Cyberfraud hubs in Southeast Asia fueled by human trafficking: APG report
When Abhishek Negi and Ashish Tyagi were looking for lucrative work abroad, they approached a former colleague who offered to help them land a job with a Chinese company in Thailand with a salary of about $1,000 a month plus incentives. Not knowing what to expect, Abhishek also brought along his cousin Gaurav Bisht.
They were later persuaded to join the company in Myanmar. They took off from Delhi in March 2024, and halfway through the journey fellow passengers were warned that their destination, Myawaddy, was a “shady place”. Unknown individuals were waiting at Yangon airport to take them to the company headquarters. The three suspects instead contacted the Indian embassy, which arranged for their deportation back to India, according to a CBI case registered in August 2024.
Not everyone was so lucky. Hundreds of Indian citizens never made it in time. They were imprisoned and enslaved in cyber fraud centers, especially in Cambodia, Myanmar and Lao PDR. In response to a Rajya Sabha inquiry in February 2026, the government said that 6,998 Indians had been rescued from such centers since 2022 – 2,533 from Cambodia, 2,297 from Lao PDR and 2,168 from Myanmar.
The National Investigation Agency (NIA), Central Bureau of Investigation (CBI) and Enforcement Directorate (ED) investigated several cases involving human trafficking agents in several states who were part of networks through which Indian nationals were sent to “cyber slavery” compounds. Many of the accused were arrested and charged.
Southeast Asia as a hub
The threat of cyber fraud centers in Southeast Asian countries was examined in the Asia/Pacific Group (APG) Yearly Typologies Report 2025. The report states that Southeast Asia has become a “hub for online fraud operations”, generating tens of billions of dollars annually.
The study, launched in early 2025 and led by Indonesia and the United Nations Office on Drugs and Crime (UNODC), revealed that cyber fraud centers impose debt obligations on trafficked individuals to cover costs such as transport, accommodation and living that victims are forced to repay over time.
In many cases, victims or their families are forced to pay between $3,000 and $20,000 to secure their release. Some victims are forced to lure others to secure their release. “Victims are forced to participate in the scams, defrauding unsuspecting individuals around the world, generating direct income for the perpetrators,” the report said.
Another source of income for these syndicates is again to target their victims by posing as agents capable of recovering stolen funds for a fee.
Physical abuse
Many of these compounds are concentrated in border regions and special economic zones (SEZs), where trafficked individuals working for cybercrime syndicates are held in prison and subjected to physical violence, from baton beatings and electric shocks to food deprivation and forced drug use. The report mentions victims from various countries, including Indonesia, Myanmar, the Philippines and jurisdictions as far away as Africa.
Criminal networks rely on mule accounts (often belonging to unsuspecting individuals), hawala networks, and cryptocurrencies to launder the proceeds of cyber fraud. The report cited a case study of money laundering through Philippine Offshore Gaming Operations.
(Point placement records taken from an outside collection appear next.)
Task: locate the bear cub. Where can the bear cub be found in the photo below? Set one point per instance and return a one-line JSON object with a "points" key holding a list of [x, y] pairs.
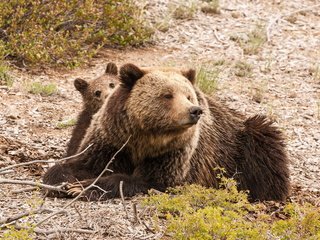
{"points": [[93, 94], [170, 133]]}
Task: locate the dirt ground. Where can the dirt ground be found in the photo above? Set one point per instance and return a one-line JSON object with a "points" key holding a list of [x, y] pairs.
{"points": [[284, 83]]}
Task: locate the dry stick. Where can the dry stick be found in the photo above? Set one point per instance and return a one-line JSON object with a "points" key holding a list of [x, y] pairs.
{"points": [[272, 22], [44, 161], [122, 198], [21, 215], [135, 213], [217, 37], [57, 230], [6, 172], [31, 183], [24, 190], [91, 185]]}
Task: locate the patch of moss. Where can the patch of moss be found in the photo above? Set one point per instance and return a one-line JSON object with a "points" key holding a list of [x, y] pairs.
{"points": [[42, 89], [195, 212]]}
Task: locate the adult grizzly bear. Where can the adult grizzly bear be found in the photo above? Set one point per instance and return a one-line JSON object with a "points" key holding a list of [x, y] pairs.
{"points": [[93, 94], [176, 135]]}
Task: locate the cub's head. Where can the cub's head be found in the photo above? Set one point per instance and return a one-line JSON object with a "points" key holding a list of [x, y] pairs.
{"points": [[160, 100], [94, 92]]}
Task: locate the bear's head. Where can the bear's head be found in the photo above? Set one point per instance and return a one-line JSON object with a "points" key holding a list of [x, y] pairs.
{"points": [[94, 92], [160, 100]]}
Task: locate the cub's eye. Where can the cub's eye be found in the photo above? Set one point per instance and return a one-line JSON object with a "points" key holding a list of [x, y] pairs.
{"points": [[168, 96], [97, 93]]}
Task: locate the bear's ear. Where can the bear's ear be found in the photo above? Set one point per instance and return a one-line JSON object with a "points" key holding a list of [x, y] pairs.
{"points": [[129, 74], [190, 75], [80, 84], [112, 68]]}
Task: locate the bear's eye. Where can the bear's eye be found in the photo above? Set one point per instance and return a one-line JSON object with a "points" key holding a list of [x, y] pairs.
{"points": [[168, 96], [97, 93]]}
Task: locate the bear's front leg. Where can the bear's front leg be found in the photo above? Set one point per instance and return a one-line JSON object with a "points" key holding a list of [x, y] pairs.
{"points": [[108, 187]]}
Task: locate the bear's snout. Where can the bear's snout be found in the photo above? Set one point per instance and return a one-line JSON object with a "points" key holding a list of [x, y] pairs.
{"points": [[195, 113]]}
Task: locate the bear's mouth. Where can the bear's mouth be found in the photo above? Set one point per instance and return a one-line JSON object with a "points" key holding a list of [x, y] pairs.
{"points": [[189, 123]]}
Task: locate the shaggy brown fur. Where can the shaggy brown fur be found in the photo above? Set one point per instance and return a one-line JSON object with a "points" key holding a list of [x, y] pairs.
{"points": [[93, 93], [169, 145]]}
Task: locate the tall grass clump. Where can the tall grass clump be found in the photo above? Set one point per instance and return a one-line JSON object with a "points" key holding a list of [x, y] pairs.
{"points": [[67, 32]]}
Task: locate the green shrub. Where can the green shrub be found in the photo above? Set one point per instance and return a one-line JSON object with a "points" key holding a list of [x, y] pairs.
{"points": [[5, 77], [66, 32], [42, 89], [195, 212]]}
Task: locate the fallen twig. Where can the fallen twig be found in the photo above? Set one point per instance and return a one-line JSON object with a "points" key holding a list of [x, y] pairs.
{"points": [[28, 189], [57, 230], [44, 161], [122, 198], [85, 189], [31, 183], [6, 172], [21, 215]]}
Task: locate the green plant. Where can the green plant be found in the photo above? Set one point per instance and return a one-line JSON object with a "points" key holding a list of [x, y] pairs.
{"points": [[66, 123], [195, 212], [211, 7], [67, 32], [207, 78], [5, 77], [42, 89], [184, 10], [243, 69], [252, 43]]}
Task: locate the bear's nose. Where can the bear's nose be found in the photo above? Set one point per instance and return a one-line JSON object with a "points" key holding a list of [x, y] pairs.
{"points": [[195, 113]]}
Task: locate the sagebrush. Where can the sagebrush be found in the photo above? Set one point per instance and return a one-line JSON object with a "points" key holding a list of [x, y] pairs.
{"points": [[67, 32]]}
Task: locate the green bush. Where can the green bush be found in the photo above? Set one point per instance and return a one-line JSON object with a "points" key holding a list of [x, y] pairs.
{"points": [[42, 89], [195, 212], [66, 32]]}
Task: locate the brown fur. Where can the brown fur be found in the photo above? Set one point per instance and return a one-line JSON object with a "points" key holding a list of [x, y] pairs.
{"points": [[93, 93], [168, 147]]}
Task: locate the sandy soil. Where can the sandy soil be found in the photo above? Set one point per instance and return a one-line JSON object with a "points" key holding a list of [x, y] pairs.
{"points": [[284, 83]]}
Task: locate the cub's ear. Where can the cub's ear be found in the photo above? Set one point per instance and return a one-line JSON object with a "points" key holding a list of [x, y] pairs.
{"points": [[112, 68], [190, 75], [80, 84], [129, 74]]}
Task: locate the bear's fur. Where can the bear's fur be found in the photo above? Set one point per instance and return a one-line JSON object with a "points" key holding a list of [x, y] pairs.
{"points": [[176, 135], [93, 94]]}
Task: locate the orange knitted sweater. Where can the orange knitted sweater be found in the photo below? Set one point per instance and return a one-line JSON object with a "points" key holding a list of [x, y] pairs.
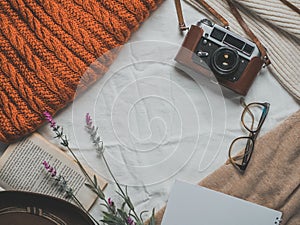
{"points": [[47, 45]]}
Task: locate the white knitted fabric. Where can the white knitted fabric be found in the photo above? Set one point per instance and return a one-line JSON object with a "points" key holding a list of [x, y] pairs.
{"points": [[277, 27]]}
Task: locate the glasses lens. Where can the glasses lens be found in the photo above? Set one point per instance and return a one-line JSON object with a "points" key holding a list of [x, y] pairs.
{"points": [[240, 150], [251, 116]]}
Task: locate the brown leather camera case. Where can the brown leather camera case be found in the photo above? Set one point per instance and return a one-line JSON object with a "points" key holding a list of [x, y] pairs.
{"points": [[184, 57]]}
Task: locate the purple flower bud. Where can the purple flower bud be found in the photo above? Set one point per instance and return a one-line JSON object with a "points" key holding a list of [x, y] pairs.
{"points": [[53, 174], [88, 119], [130, 221], [46, 165], [50, 119], [110, 202]]}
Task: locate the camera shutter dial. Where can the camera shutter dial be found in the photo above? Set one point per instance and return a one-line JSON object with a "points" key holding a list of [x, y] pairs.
{"points": [[225, 61]]}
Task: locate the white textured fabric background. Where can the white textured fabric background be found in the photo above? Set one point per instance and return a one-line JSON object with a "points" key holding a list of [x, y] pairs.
{"points": [[159, 124]]}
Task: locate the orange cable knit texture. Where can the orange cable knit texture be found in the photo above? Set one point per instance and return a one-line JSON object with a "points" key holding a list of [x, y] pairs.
{"points": [[47, 45]]}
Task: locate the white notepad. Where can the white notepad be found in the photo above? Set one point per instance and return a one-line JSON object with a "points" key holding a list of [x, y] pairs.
{"points": [[190, 204]]}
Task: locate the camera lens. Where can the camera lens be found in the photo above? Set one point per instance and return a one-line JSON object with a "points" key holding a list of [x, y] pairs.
{"points": [[225, 61]]}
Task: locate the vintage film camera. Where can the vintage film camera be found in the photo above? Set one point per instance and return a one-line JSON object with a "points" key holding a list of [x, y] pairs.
{"points": [[213, 50]]}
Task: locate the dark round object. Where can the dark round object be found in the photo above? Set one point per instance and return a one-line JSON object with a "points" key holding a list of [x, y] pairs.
{"points": [[25, 208]]}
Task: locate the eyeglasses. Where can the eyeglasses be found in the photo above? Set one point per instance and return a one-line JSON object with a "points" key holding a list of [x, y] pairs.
{"points": [[253, 117]]}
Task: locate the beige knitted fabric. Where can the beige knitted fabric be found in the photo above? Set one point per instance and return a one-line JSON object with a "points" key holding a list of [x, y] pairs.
{"points": [[277, 27]]}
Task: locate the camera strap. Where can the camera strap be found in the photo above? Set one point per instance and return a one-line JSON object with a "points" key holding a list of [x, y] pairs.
{"points": [[225, 23]]}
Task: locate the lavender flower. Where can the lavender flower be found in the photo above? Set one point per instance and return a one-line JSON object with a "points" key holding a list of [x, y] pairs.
{"points": [[48, 117], [126, 214], [130, 221], [49, 168]]}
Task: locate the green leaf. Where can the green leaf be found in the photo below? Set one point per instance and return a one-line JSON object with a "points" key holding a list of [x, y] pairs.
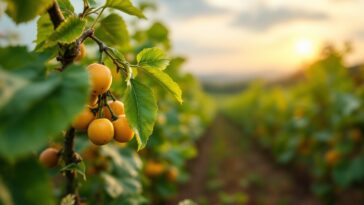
{"points": [[40, 110], [113, 31], [26, 182], [67, 32], [165, 81], [152, 58], [23, 11], [31, 65], [66, 7], [141, 110], [125, 6], [9, 57]]}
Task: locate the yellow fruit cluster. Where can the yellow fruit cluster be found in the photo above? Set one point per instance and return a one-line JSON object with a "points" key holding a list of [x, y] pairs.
{"points": [[102, 130], [111, 123]]}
Based on existing research and experience of APG members, the report found that cyber fraud centers are exploiting a number of vulnerabilities to create, expand and diversify their operations. In SEZs, they take advantage of low regulatory oversight and weak law enforcement.
They also use complex corporate structures such as shell companies, trusts, and other legal entities to hide true ownership. “Professional intermediaries such as lawyers, accountants, trust and company service providers (TCSPs) and company formation agents can either knowingly or unwittingly facilitate the formation and administration of these structures,” the report said.
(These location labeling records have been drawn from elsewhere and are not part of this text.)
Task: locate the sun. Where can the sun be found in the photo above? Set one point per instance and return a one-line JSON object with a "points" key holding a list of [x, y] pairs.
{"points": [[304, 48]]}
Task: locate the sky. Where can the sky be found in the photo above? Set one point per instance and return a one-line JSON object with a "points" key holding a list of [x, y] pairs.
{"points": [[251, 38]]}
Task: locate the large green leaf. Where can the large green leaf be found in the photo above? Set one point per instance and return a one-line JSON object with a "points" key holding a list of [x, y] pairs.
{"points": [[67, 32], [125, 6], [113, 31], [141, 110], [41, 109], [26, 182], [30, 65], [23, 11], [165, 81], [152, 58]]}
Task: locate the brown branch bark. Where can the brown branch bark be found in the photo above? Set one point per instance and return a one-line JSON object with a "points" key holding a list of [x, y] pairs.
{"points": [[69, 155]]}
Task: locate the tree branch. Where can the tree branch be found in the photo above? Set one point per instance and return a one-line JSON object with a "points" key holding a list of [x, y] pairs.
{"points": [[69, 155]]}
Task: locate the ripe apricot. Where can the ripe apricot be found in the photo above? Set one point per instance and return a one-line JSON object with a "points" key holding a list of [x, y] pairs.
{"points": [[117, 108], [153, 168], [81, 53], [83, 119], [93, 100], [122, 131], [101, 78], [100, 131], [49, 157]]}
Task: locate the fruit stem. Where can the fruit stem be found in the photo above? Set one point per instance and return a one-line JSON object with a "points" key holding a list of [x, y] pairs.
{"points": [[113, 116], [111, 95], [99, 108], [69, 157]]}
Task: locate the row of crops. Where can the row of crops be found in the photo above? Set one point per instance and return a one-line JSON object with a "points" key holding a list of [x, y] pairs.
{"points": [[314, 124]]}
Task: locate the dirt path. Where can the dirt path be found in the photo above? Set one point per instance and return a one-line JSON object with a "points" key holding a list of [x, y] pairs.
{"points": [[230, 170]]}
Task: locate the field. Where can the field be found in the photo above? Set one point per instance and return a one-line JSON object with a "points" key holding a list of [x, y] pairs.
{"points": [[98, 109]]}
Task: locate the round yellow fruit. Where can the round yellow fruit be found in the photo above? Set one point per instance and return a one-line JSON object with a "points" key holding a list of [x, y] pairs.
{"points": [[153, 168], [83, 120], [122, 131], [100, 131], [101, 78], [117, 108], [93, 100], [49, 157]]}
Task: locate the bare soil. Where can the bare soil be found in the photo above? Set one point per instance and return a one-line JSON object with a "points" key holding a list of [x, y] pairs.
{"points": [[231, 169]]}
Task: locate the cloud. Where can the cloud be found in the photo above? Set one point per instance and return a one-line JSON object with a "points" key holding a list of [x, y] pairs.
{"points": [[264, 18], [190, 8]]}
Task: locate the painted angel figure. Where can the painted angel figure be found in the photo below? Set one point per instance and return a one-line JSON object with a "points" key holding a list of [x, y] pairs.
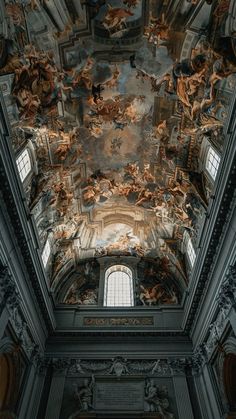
{"points": [[84, 394]]}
“Public officials may directly facilitate or protect these activities in exchange for financial or economic incentives, or may fail to intervene due to limited capacity, reluctance, or conflicts of interest. Such compromised governance and regulatory environments significantly undermine oversight mechanisms, allow cyberfraudulent nodes to operate with minimal scrutiny, reduced risk of detection, and limited exposure to legal liability,” the report said.
Big challenges
Key challenges include the cross-border nature of cyber fraud centers and human trafficking networks, which require international cooperation and asset recovery, especially when cryptocurrencies are used to channel the proceeds of crime.
The report highlights emerging threats and states that cyber fraud centers are increasingly adopting decentralized strategies to avoid detection and disruption by law enforcement and regulators. The use of artificial intelligence (AI) through chatbots, deepfakes, voice cloning and fraudulent content generation increases both the sophistication and efficiency of their operations.
The report recommended that effective mitigation of the threat requires continuous monitoring, enhanced regional cooperation, targeted intelligence sharing and strengthening of anti-money laundering/countering the financing of terrorism frameworks across member jurisdictions. The project’s full findings and recommendations will be published in the forthcoming Cyber Scam Hubs and Human Trafficking Report (2026).